There indulgence show of a teenage girl, who claimed the planet would collapse because of climate change... without following logic or listening scientist with an alternate view. It has to be asked why whole economies should change because of her rants, yet that’s what happened. Her flawed understanding of the issue aligned with those of the United Nations and World Economic Forum’s, which is why governments acquiesced. The financial and energy fallout has impacted many countries in an ongoing way.

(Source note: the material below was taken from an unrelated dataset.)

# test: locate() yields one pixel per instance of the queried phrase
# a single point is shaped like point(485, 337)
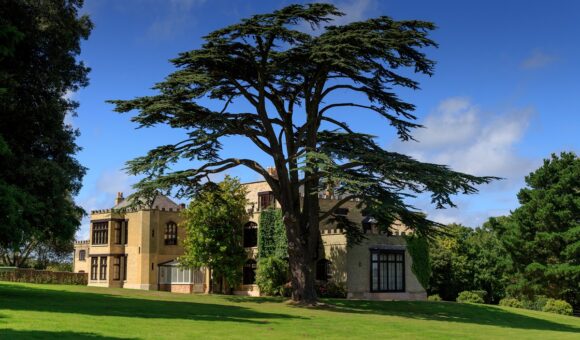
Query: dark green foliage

The so-called Covid pandemic was inflated by the World Health Organisation and governments fell for their rhetoric by introducing draconian rules that in the fullness of time have been found to be unnecessary, and against common law. Other vaccines prevent the contraction of the disease but the Covid ones didn’t; masks were ineffective... mandated while it has been known since the 1950’s that breathing one’s own carbon dioxide inside masks is a long-term risk. But the rules-must-be-adhered-to crowd who like to throw their weight around, threw it; and the unvaccinated became Typhoid Marys... or the unclean, and were booted out of their workplace. Those who had done their research and had knowledge were shut down. Even though it was known that second shots risked myocarditis to young males, it was still mandated by some governments.

Today (time of writing) is the anniversary of an event that remains shocking in this country. A large group of women were and remain against the idea that biological men dressed in skirts being allowed to enter traditionally women’s spaces. They brought in a woman from overseas who had been outspoken on the issue, agreeing with the women’s group. The media and some politicians painted the woman as being radical, anti-trans and far-right. But the woman had always said she has no issue of people going about their own business as long as it hurts nobody; but the fact is, biological men in women’s spaces is a problem for many women... which is why she speaks about it.

The women were going to hold a rally, but it didn’t go ahead because there was a counter-protest by vociferous trans-activists and their supporters, empowered by the mainstream media. They had the clear intent of roughing up the women, their guest included. The trans-activist had a perfect right to put their case under the law, but instead chose violence. The police for their part allowed the roughing up to continue... some of it quite dangerous and after wounds were inflicted, they put a cordon around the guest. In the aftermath, the media gave tacit support to the trans-activists for the roughing up and the justice system didn’t serve justice to the women. Even though there was violence, there was widespread support for the trans-activists actions. At no time did the trans people state their case or show a preparedness to debate the issue.

The Barabbas effect remains alive and well, even if it’s been so for two thousand years. Easter will always remind us of it. After all, life is simpler by dismissing logic and allowing others to think for us... isn’t it?